We are aiming to develop a use case that combines Spark Streaming (using Flume) with Spark SQL for windowed operations, allowing us to execute Complex Event Processing (CEP) on incoming data streams. The challenge we face is that running a SQL query for each batch of incoming events appears to slow down significantly over time. For example, with a window size set to 600 seconds and a batch interval of 20 seconds, data is being ingested at a rate of one input every two seconds. After about ten minutes of stable input, the execution time of the SQL query begins to increase. Initially, a query like SELECT COUNT(*)
on 300 records might take just one second, but after 15 minutes, this can stretch to two or three seconds or more. I would appreciate any suggestions for improving the efficiency of our implementation.

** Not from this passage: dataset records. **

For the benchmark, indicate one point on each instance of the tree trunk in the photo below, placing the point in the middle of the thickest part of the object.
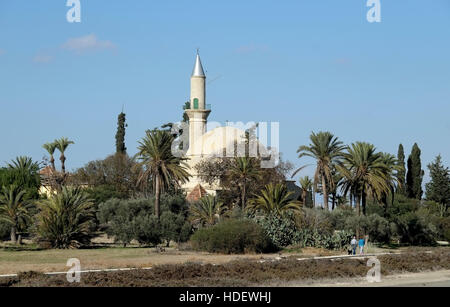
(313, 197)
(157, 196)
(63, 166)
(52, 162)
(358, 205)
(325, 193)
(13, 234)
(363, 201)
(304, 195)
(243, 196)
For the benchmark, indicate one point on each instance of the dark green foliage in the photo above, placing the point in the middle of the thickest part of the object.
(147, 229)
(412, 229)
(126, 220)
(438, 189)
(102, 193)
(23, 173)
(415, 174)
(401, 173)
(282, 231)
(376, 227)
(115, 176)
(232, 237)
(313, 238)
(174, 227)
(5, 230)
(65, 219)
(120, 135)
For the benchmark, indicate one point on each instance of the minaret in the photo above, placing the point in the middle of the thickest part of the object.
(198, 112)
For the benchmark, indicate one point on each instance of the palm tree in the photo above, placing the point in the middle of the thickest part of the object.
(14, 209)
(274, 199)
(244, 170)
(392, 181)
(207, 211)
(65, 218)
(51, 147)
(159, 164)
(327, 151)
(337, 181)
(24, 165)
(306, 185)
(61, 145)
(364, 172)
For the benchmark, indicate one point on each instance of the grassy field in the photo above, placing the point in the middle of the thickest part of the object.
(14, 261)
(248, 272)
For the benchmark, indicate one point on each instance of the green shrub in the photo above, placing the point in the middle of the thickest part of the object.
(414, 230)
(282, 231)
(376, 227)
(313, 238)
(174, 227)
(5, 230)
(232, 237)
(147, 229)
(65, 219)
(126, 220)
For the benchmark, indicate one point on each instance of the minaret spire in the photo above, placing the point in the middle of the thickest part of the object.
(198, 111)
(198, 68)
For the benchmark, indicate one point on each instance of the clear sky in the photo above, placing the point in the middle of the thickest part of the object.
(310, 65)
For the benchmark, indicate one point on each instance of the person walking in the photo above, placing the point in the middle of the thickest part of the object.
(361, 244)
(354, 243)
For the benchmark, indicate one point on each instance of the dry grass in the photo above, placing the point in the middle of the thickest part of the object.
(247, 272)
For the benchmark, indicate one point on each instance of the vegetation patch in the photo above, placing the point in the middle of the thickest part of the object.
(244, 272)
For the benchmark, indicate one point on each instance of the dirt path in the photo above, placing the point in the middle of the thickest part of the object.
(423, 279)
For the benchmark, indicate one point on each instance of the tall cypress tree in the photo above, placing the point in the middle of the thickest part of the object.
(120, 135)
(401, 172)
(438, 189)
(415, 174)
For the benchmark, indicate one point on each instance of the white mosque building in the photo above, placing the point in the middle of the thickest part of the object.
(207, 144)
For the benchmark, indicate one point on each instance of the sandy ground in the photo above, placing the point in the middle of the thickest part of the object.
(56, 260)
(423, 279)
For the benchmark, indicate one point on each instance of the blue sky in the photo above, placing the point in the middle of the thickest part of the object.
(310, 65)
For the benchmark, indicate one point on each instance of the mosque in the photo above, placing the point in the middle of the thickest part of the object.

Below is an excerpt of the process we are currently using:
// Setting up Spark and streaming context
JavaSparkContext sparkContext = new JavaSparkContext(sparkConf);
JavaStreamingContext streamingContext = new JavaStreamingContext(sparkContext, 20);
JavaReceiverInputDStream<SparkFlumeEvent> flumeEventStream = FlumeUtils.createStream(streamingContext, "localhost", 55555);
// Applying a window to the incoming events
JavaDStream<SparkFlumeEvent> eventWindow = flumeEventStream.window(WINDOW_LENGTH, SLIDE_INTERVAL);
// Existing Spark context
SQLContext sqlContext = new org.apache.spark.sql.SQLContext(sparkContext);
eventWindow.foreachRDD(new Function<JavaRDD<SparkFlumeEvent>, Void>() {
public Void call(JavaRDD<SparkFlumeEvent> eventData) throws Exception {
long startTime = System.currentTimeMillis();
long tempTime = System.currentTimeMillis();
JavaRDD<CustomEvent> processedRDD = eventData.map(new Function<SparkFlumeEvent, CustomEvent>() {
@Override
public CustomEvent call(SparkFlumeEvent event) throws Exception {
// Process and return a new CustomEvent
return customEvent;
}
});
DataFrame eventDataFrame = sqlContext.createDataFrame(processedRDD, CustomEvent.class);
eventDataFrame.registerTempTable("tempEvents" + tempTime);
sqlContext.cacheTable("tempEvents" + tempTime);
// Notice increasing execution time
long queryStart = System.currentTimeMillis();
Long countResult = sqlContext.sql("SELECT COUNT(*) FROM tempEvents" + tempTime).first().getLong(0);
System.out.println("Execution time for count query: " + (System.currentTimeMillis() - queryStart) / 1000L + " seconds ");
sqlContext.dropTempTable("tempEvents" + tempTime);
sqlContext.clearCache();
return null;
}
});